JAKARTA - L’Iran a commencé à resserrer la circulation des navires étrangers dans le détroit d’Ormuz en demandant des informations sur le chargement et la destination des navires thaïlandais qui devaient passer. Au milieu des négociations, les conflits dans la région ont également laissé des traces, y compris trois ressortissants indonésiens qui sont toujours portés disparus.
Anadolu Agency, citée vendredi 10 avril, a rapporté que le ministre des Affaires étrangerées thailandais, Sihasak Phuangketkeow, a déclaré que Teheran avait demandé des informations détailllées sur le contenu et l’objectif des navires thailandais afin d’assurer la securité de la navigation dans le Diable de Hormuz. Cette demande a été faite alors que Bangkok negocétait toujours avec l’Iran pour que les navires de cargaison et les navires pétroliers thailandais puissent passer par cette route maritime stratégique.
Selon un rapport du Thai Enquirer cité par Anadolu, la Thaïlande prépare les details des données demandées par l’Iran. Ces données seront débattues plus après avec l’Oman lors de la visite de Sihasak de mercredi à jeudi. Bangkok a déclaré également demander l’aide de l’Oman pour faciliter la communication avec Teheran.
Les négociations sont destinées aux navires transportant des cargaisons directement vers la Thaïlande sans escale dans d'autres ports. Cela montre que l'accès à la navigation dans le détroit d'Hormuz est maintenant plus strict, car la région est toujours menacée par des tensions.
En plus de s’efforcer de maintenir ses voies logistiques en sécurité, la Thaïlande examine également l’option d’acheter du pétrole en Russie. Les autorites locales évaluent si le brut russe convient aux raffineries thaïlandaises, tout en calculant un schema de paiement sans risque au milieu des risques de sanctions internationales.

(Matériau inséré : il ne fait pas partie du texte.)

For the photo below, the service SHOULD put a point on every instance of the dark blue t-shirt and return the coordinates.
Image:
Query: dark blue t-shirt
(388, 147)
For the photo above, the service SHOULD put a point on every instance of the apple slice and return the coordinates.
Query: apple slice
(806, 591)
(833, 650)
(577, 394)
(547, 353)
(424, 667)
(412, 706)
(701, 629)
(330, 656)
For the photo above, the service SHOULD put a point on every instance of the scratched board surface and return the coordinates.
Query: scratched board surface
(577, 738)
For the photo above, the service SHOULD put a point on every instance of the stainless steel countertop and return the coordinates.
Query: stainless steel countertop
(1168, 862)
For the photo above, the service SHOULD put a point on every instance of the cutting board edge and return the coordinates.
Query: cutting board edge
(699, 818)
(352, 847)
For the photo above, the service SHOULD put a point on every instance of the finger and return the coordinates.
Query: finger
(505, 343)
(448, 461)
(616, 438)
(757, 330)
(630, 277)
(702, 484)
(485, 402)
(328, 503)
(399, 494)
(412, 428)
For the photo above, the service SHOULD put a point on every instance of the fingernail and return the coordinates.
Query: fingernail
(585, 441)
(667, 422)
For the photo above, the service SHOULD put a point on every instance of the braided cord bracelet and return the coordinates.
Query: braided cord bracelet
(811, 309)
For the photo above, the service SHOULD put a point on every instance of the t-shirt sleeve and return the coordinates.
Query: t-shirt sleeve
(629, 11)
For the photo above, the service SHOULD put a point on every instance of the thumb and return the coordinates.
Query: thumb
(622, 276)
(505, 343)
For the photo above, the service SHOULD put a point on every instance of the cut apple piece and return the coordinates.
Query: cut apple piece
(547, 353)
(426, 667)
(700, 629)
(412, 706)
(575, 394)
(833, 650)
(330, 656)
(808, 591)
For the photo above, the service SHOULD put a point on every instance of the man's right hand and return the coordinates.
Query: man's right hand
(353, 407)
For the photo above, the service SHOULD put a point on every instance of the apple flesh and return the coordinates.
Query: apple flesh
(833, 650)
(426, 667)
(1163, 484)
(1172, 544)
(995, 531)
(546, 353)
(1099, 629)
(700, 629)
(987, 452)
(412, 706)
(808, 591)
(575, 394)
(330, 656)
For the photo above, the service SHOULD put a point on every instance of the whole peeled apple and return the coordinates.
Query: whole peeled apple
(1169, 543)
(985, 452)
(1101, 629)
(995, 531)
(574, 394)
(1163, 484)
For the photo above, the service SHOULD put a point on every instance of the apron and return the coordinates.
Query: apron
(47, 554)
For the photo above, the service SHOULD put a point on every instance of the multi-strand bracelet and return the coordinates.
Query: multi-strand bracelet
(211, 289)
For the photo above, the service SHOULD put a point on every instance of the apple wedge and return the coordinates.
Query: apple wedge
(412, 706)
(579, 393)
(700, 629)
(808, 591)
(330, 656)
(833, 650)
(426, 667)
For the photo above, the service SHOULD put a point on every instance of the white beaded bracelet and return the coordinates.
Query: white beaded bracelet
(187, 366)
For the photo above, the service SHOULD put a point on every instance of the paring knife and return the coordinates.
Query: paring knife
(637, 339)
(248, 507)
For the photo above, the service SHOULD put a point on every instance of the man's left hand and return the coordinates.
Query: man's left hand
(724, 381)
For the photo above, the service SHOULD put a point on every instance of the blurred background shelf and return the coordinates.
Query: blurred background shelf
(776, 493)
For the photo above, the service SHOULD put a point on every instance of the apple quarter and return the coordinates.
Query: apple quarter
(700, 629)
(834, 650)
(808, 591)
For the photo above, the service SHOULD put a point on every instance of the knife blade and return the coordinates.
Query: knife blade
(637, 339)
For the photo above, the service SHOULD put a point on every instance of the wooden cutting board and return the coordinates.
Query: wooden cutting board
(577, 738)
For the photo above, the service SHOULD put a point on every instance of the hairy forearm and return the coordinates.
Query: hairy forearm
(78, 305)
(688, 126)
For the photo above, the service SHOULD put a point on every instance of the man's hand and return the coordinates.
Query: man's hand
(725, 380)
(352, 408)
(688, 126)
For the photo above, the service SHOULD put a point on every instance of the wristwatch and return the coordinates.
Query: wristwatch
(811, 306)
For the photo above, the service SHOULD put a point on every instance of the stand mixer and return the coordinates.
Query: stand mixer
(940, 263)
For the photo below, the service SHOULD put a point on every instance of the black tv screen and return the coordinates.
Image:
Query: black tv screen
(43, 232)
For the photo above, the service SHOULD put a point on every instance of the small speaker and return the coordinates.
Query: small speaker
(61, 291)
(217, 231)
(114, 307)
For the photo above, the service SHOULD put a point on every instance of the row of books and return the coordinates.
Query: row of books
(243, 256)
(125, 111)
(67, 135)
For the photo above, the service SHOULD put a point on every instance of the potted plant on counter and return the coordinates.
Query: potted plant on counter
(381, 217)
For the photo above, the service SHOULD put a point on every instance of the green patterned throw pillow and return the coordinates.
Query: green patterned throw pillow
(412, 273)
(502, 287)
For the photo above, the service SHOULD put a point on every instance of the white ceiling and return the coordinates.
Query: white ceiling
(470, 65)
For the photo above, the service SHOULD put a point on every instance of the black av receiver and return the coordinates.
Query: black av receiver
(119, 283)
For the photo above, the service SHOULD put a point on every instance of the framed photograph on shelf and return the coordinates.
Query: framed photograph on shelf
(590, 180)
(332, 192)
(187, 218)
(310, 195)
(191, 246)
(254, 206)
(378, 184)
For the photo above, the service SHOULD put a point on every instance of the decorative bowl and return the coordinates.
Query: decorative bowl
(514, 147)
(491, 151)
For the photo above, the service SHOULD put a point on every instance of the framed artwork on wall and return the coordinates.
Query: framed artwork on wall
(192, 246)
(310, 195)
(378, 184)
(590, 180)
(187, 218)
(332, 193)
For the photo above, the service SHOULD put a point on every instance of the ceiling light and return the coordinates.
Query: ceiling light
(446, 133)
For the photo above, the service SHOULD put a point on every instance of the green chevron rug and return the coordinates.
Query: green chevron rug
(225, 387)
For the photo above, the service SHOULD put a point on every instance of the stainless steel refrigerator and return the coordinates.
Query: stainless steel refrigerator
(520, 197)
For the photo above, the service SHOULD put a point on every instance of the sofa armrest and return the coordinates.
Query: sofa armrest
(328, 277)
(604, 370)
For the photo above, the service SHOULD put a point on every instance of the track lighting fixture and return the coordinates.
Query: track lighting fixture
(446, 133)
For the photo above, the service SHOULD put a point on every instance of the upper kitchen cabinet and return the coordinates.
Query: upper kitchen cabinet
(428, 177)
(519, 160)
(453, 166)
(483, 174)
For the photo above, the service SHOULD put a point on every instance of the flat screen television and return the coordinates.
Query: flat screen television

Mercredi, les États-Unis et l’Iran ont convenu de mettre en place un cessez-le-feu de deux semaines. L’accord médié par le Pakistan est une première étape vers un accord plus large pour mettre fin au conflit lancé par Washington et Tel Aviv contre Téhéran depuis le 28 février.
Cependant, les répercussions humanitaires du conflit se sont déjà étendues. Sur la base des calculs d'Anadolu, au moins 27 citoyens de pays asiatiques ont été tués ou sont toujours portés disparus depuis le début du conflit.
Les victimes comprennent neuf Indiens, dont un est toujours porté disparu; quatre Bangladais; quatre Pakistanais; trois Thaïlandais; deux Philippins; un Chinois et un Népal; ainsi que trois Indonésiens dont le sort est encore inconnu.